Sew your main bodice like you did the lining.
Place the bodices rightsides together. Measure 1/2″ down from the point of the V and mark it with a disappearing pen. This will give you a precise pivot point when you’re sewing the neckline. Pin generously and sew. Once sewn, trim straight down into the seam allowance at the point (not clipping the stitches) and trim the rest of the seam allowance to 1/4″. Understitching is a good idea here.
Next, sew the shoulder seams. Because the Washi is not open in the back, you can’t just sew the shoulder seams flat—you won’t be able to turn it right side out (ask me how i know!). Instead, go watch THIS VIDEO SERIES by Rae on lining the Washi Dress. Video #4 is the one that addresses arm holes, and the one that taught me the amazing “sausage technique” that I’ll definitely be using again. You can sort of see it above, but watch the video to fully understand. Then trim the seam to 1/4″ and clip into the seam allowance to release the curves.
Turn right side out and press, and you’ll have perfect, frustration-free armholes! Glorious.
Next, separate the lining from the bodice and sew front to back lining and front to back main in a straight line. Turn right side out and press.
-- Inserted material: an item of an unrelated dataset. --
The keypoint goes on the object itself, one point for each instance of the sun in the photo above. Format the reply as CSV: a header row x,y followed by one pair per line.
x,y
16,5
This is another good place to test fit. If too wide, you can easily open it back up and sew another seam in from your first—I had to do this on mine to pull up the armhole and bring in the bodice a bit.
Now prepare your skirt. I cut my fabric selvedge-to-selvedge in two 25″ long panels for this dress. This particular stretch cotton is 56″ wide, so that is one full skirt! I knew it’d look nice since it’s a cotton/rayon/lycra blend and those blends give it a lot of drape—with a less drapey fabric, a less-full skirt might be a better idea. Sew up the short side seams. Sew two rows of basting stitches on both the front and back of the skirt, stopping at the side seams, and gather.
Match the bodice to the skirt, right sides facing, and carefully sew together. Press seam allowance toward the bodice. Remove basting stitches. Hem skirt to your liking (I folded up 1/2″ then 1″).
Fold your lining under and pin so it covers the raw edge of the skirt. Either stitch in the ditch on the right side of the dress (where bodice meets skirt) or hand sew the lining down. Then, after trying on the dress, I decided the shoulders looked too wide with the v-neck, so I made a simple pleat, folding out toward the shoulder and stitching in the ditch (seam line) to secure. The shoulder pleats add a nice formality and delicacy to the dress that I think is really sweet.
This dress is very comfortable, since the stretch cotton has a lovely linen-esque feel to it, and has a weight and softness that makes it ideal for skirts and dresses.
I love the smokey gray color with a hint of brown, and I love that it’s substantial enough that it doesn’t need lining…
Bonus: the full skirt is perfect for twirling! I want to go to a wedding now so I can dance in this dress!
Thanks so much for having me and always sending me the most beautiful fabrics, Britex!